Over the next several months, he underwent three rounds of chemotherapy and 33 radiation treatments. “I admit it was really difficult to get up and go to treatment every day,” he says. “Mentally, I wasn’t in a good place, but I had a lot of support and resources at Baylor Scott & White. I knew the cancer might be terminal, but they always made me feel like I had a fighting chance.”
Mr. Fuentes says the side effects of radiation therapy were particularly difficult for him. Due to the cancer’s location, the radiation targeted his head and neck, causing him to lose muscle in his face and the ability to swallow or breathe through his nose. He also lost his sense of taste and the ability to produce saliva.

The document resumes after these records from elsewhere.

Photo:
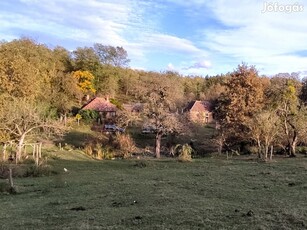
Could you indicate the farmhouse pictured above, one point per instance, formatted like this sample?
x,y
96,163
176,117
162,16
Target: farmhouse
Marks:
x,y
200,111
103,106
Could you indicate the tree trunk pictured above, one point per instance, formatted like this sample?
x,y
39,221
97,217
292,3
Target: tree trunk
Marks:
x,y
259,149
19,147
158,144
293,147
271,153
4,152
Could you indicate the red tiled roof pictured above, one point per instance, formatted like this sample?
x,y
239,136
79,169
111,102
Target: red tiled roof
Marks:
x,y
100,104
199,106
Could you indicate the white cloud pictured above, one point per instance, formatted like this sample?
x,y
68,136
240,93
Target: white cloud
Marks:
x,y
200,65
170,67
259,38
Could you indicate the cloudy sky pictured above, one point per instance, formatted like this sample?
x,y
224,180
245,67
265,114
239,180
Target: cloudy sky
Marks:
x,y
193,37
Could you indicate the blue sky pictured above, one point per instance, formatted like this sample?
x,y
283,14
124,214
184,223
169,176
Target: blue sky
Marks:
x,y
193,37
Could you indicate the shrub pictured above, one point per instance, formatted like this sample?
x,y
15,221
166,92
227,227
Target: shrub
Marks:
x,y
185,152
88,149
40,170
125,144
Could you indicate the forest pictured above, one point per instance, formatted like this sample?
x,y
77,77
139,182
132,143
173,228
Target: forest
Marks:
x,y
41,87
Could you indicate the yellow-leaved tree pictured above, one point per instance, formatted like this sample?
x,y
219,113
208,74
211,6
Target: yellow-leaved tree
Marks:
x,y
85,81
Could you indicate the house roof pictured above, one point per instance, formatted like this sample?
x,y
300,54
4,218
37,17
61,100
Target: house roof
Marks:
x,y
136,107
100,104
199,106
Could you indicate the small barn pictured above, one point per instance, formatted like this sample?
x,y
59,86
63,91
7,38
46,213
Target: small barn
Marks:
x,y
200,112
103,106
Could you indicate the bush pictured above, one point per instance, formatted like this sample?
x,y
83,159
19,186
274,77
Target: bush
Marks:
x,y
125,144
88,149
40,170
302,150
185,152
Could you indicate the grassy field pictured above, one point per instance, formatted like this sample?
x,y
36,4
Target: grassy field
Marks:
x,y
208,193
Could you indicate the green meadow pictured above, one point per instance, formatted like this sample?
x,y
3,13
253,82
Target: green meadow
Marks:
x,y
147,193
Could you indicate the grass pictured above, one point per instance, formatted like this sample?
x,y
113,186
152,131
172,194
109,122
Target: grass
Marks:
x,y
208,193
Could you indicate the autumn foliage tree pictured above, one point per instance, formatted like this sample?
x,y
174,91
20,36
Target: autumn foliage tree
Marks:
x,y
243,97
85,81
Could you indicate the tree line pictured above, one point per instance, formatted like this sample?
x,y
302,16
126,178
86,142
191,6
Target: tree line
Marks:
x,y
40,85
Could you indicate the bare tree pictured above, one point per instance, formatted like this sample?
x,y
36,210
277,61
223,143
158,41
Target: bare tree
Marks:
x,y
159,111
21,119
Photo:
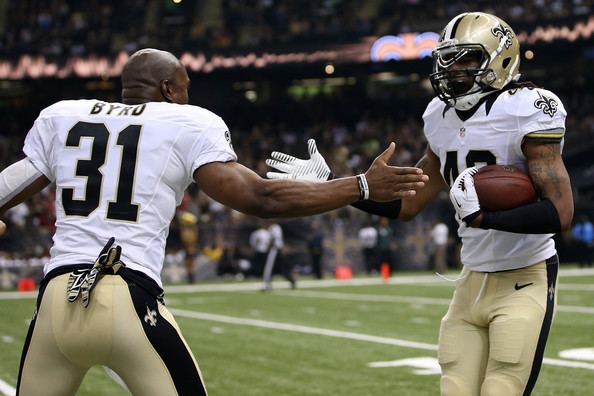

“It was the little things that helped me get through it,” Mr. Fuentes says. “I always appreciated that even the people at the front desk smiled and knew my name. It truly helped me to be around positive people who made me feel like it was going to be ok. I choose to remember those people rather than the effects of radiation.”
Eleven months later, Mr. Fuentes received the good news that he was cancer-free. “I’m not quite back to my old self, but I’m definitely trending in a positive direction. It’s just going to take time,” he says.
“I was very fortunate, and I choose to live every day in honor of cancer victims who weren’t as fortunate,” Mr. Fuentes says. “There’s always going to be someone like me who needs this care. To those who donate to support this work, thank you for helping us survive.”